House of Einherjar: The art of visual exploitation
Table of Contents
Authors: Seung Kang and Stephen Fox
A CTF challenge called library had me dipping my toes in glibc heap memory exploitation. After giving the challenge my best attempt, I decided to review the provided python pwntools solution and reimplement it using the Golang-based brkit. Throughout this process, I tested out creating various visual aids to make it easier to reason about the Python code’s logic. Picturing how the heap layout evolved at each step of the exploit made a huge difference in my comprehension of the technique used. In this blog post, I want to share what I tried and what the experience taught me.
the challenge
The challenge program is an x86 64-bit ELF file named library
which runs on a defender-controlled computer with ASLR enabled. The application must be exploited to get access to a flag file that proves we actually completed the challenge.
The executable has several common exploitation mitigations enabled:
$ rz-bin -I ./library
[Info]
machine AMD x86-64 architecture
relro full
canary true
PIE true
RELROCS true
NX true
(...)
Both the presence of ASLR and the program being a position-independent executable (PIE) indicates there must be an information leak bug in the program. Without an information leak, we have no way of knowing where the executable, its libraries, or the heap are located in memory.
Similar to other heap exploitation challenges, the program presents a TUI-like interface when executed:
$ ./library
welcome to the library!
here you can use the following commands:
1) order a book
2) read a book
3) review a book
4) manage account
choice:
Entering a number at the choice
prompt selects one of the listed options.

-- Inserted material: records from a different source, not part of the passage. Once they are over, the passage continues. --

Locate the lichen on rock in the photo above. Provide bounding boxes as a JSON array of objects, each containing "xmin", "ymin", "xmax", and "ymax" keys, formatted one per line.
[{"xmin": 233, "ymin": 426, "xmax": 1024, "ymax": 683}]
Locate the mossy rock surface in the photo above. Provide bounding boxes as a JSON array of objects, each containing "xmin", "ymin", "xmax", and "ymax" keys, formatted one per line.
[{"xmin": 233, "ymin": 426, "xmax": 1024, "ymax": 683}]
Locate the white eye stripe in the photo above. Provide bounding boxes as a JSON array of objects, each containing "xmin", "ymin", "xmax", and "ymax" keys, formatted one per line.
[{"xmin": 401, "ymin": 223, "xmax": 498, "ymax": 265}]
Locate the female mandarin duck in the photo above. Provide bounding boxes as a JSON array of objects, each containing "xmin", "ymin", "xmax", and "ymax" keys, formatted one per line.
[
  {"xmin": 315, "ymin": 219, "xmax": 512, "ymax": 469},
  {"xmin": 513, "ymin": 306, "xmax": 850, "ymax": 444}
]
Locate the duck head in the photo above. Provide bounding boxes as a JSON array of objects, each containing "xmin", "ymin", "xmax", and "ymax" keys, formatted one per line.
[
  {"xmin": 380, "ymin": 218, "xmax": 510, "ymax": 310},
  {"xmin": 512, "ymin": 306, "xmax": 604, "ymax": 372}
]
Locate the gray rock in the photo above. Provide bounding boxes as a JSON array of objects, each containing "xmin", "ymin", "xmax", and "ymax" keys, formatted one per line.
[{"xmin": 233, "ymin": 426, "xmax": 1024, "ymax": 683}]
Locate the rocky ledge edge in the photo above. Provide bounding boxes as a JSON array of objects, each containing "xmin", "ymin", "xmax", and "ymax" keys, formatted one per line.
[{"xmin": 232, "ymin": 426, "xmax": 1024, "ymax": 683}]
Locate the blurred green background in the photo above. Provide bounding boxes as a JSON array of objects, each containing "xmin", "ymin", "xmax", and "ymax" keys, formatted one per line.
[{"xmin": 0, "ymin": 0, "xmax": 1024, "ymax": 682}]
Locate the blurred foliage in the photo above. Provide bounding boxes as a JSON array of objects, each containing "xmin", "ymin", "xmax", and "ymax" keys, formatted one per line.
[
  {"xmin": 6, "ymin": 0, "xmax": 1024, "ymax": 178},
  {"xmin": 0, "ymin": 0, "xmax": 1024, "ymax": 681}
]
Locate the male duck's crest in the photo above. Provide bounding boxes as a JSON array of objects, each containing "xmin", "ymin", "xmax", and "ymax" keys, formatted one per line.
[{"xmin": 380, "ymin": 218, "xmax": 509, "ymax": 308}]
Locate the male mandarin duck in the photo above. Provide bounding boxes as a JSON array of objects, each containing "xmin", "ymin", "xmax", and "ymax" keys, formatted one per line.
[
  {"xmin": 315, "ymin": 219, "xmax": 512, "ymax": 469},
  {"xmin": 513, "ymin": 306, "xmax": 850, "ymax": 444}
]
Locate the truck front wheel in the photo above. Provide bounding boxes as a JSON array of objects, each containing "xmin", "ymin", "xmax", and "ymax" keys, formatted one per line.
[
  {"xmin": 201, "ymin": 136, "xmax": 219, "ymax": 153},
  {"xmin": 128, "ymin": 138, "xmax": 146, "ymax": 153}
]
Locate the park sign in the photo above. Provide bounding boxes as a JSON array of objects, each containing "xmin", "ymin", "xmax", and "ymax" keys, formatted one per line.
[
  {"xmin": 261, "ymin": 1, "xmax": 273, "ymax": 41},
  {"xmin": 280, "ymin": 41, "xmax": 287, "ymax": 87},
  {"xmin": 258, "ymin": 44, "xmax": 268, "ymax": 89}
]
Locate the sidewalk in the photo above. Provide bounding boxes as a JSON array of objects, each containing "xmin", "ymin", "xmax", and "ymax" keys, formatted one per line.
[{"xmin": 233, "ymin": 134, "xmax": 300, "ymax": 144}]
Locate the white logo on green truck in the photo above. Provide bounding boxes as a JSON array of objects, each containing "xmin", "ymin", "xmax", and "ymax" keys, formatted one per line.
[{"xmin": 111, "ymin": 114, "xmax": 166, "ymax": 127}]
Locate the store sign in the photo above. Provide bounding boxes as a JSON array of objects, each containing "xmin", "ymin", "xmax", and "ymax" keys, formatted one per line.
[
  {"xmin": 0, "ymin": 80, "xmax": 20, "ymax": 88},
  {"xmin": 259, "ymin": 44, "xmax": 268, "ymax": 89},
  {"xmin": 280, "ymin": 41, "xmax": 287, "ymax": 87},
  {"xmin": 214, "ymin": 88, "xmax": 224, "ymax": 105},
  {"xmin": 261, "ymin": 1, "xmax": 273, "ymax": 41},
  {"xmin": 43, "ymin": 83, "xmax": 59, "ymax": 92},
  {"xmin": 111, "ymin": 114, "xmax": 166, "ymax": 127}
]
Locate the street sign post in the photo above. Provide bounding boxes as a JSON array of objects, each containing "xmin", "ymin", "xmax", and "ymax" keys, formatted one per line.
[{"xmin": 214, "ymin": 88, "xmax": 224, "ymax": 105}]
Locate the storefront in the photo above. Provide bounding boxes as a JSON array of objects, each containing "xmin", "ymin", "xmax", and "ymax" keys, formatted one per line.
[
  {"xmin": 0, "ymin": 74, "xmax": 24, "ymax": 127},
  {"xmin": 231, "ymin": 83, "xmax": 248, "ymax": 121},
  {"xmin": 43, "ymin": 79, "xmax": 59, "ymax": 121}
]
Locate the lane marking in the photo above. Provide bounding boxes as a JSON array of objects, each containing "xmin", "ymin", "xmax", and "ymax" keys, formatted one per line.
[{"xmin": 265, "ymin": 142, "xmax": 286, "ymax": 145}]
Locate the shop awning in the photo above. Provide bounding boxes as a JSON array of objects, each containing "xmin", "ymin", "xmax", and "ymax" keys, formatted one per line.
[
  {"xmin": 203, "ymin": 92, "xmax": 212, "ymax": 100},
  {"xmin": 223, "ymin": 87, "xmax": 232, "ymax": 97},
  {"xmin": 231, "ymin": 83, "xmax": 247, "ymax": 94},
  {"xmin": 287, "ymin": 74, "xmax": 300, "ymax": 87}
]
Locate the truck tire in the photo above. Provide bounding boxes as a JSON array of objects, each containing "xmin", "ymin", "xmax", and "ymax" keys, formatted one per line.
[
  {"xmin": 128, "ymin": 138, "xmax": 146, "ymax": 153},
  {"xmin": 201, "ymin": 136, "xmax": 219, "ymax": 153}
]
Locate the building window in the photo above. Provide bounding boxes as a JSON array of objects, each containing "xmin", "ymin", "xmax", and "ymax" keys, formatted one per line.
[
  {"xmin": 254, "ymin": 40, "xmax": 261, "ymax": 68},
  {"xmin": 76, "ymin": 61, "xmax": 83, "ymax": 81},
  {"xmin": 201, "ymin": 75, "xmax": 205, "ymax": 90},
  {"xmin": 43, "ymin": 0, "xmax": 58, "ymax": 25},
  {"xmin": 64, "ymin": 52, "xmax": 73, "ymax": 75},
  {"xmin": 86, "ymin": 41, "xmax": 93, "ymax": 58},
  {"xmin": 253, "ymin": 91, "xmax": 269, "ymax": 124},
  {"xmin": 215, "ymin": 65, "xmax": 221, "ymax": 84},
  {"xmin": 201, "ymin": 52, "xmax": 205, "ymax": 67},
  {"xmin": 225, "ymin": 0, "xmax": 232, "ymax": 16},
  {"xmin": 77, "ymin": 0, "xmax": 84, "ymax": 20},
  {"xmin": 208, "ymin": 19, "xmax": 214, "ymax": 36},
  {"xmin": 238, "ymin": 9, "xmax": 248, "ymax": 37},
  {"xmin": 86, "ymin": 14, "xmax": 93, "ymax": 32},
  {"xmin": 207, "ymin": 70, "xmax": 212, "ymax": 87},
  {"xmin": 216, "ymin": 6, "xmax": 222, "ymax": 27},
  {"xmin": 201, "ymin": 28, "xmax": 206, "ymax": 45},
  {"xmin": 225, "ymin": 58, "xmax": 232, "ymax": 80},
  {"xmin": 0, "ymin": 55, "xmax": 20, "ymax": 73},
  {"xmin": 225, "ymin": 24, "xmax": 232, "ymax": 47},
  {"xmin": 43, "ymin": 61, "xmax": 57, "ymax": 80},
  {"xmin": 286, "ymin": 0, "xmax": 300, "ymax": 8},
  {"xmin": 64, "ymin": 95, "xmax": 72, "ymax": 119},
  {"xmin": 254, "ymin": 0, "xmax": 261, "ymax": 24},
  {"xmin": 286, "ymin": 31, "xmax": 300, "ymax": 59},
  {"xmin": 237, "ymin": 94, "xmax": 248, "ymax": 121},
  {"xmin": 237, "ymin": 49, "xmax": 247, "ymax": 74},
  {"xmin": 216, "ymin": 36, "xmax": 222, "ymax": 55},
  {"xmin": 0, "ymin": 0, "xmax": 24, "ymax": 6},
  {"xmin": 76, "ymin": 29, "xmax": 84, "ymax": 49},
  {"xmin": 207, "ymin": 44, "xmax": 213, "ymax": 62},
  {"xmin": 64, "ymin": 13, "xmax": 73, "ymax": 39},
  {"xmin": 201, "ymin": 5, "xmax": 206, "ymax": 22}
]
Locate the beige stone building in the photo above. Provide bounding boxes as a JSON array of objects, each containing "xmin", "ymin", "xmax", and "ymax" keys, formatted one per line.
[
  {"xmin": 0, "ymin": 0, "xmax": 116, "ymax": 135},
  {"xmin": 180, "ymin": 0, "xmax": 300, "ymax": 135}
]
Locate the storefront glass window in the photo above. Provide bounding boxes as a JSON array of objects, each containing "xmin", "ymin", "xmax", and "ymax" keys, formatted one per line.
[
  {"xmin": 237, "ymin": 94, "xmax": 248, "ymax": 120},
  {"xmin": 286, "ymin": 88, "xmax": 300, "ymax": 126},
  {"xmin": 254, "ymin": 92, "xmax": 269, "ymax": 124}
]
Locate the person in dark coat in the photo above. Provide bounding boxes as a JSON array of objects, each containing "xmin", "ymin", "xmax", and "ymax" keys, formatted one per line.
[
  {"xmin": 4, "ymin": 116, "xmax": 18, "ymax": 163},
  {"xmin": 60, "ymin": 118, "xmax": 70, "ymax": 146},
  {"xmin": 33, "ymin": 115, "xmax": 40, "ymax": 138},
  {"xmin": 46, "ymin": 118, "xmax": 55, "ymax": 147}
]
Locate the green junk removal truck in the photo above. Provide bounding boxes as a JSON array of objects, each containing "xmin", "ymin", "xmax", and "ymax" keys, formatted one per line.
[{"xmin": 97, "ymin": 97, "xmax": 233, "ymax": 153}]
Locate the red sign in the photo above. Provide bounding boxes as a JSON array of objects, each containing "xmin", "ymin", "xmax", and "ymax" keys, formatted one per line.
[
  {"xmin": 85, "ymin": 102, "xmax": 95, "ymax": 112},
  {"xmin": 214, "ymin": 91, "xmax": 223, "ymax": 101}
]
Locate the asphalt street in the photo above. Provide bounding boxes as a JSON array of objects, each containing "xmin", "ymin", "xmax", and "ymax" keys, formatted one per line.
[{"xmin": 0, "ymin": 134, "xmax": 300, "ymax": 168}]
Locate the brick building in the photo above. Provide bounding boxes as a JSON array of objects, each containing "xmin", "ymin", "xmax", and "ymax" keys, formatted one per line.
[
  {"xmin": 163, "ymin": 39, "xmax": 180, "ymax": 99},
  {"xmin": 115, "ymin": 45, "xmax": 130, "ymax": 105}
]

The user is then returned to the choice
prompt. For context, here is what the first three options do when selected (the fourth option is not relevant to the solution):
# order a book
choice: 1
ordering book with id: 0
enter name: hello world
book "hello world" successfully ordered :D
# read a book
choice: 2
enter id: 0
the book "hello world" does not exist D:
# review a book
choice: 3
enter id: 0
enter review length: 10
enter review: book gud
successfully reviewed book :D
We can “order” a book, which allocates a new chunk on the heap and assigns it an identifying number. We can “read” a book, which prints its contents. We can also “review” a book by specifying its ID and the review size. A new chunk is allocated for the review and if one already exists it is freed before allocation.
vulnerabilities
Let’s briefly go over what made the program vulnerable.
information leak
In the previous snippet, you may have noticed this suspicious message:
the book “hello world” does not exist D:
That message occurs because the program treats a “book” as a file path and literally tries to read data from a file named “hello world”. The read size is capped by a 16-bit variable, which prevents leaking the full flag file. However, this behavior provides a (mostly) free information leak by allowing the user to read /proc/self/maps
(thank you, Linux!). There are two small caveats to leveraging this behavior:
- We can only read a small amount of data by default.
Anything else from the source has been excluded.